I know this is in C#, but if this were general question for some abstract language then the problem might be solved with what Scala calls Abstract Types (I think it's better to call them Abstract Member Types).

If you just want to solve it in C#, read no further in my post, because this is of no help (sorry about that).

Otherwise see:

The idea is to move the types from generic parameters to abstract (member) types:

public abstract class VehicleAssemblyLine
{
  public abstract type E : Engineer;                    // Totally made up C# syntax, WILL NOT COMPILE
  public abstract type I : VehicleAssemblyLineInstructions;
  public abstract type V : Vehicle; 

  public E LeadEngineer { get; set; }
  public abstract V Build(I instructions);
}

What this means is that sub-classes of VehicleAssemblyLine have to provide three type definitions of E, I and V that must sub-class described.

This at first does not seem to be that much different than providing them as generic arguments, but when you sub-class it makes more sense:

public class Sedan : Vehicle
{
  public override type E = SedanEngineer; // C# made up syntax, IT NO COMPILE
  public override type I = SedanAssemblyLineInstructions;
  public override type V = Sedan;
   ...
}

The idea is that Sedan provides a more concrete definition of type E, so all the inherited methods of Sedan from Vehicle return the more specific type.
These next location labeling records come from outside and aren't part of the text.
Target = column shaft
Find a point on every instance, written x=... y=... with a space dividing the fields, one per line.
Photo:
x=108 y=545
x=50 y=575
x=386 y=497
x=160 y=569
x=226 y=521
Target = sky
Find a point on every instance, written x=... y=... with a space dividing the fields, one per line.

It essentially moves the parameterization from the declaration site into the body. This reduces all the generic arguments and reduces exponential growth of generic parameters.

For example, you can still refer to a VehicleFactory without all the generic arguments, and if required you can do safe casting to SedanFactory or others as required.

(If this were C++ you might be able to use type traits to simulate all of this).

I'm not sure what other languages have abstract member types? Possibly Swift's associated types are a similar thing?

Perhaps C# and other languages will adopt this feature in later releases. Until then simulating it in C# means using generics and lots of casting and typing. Ugh.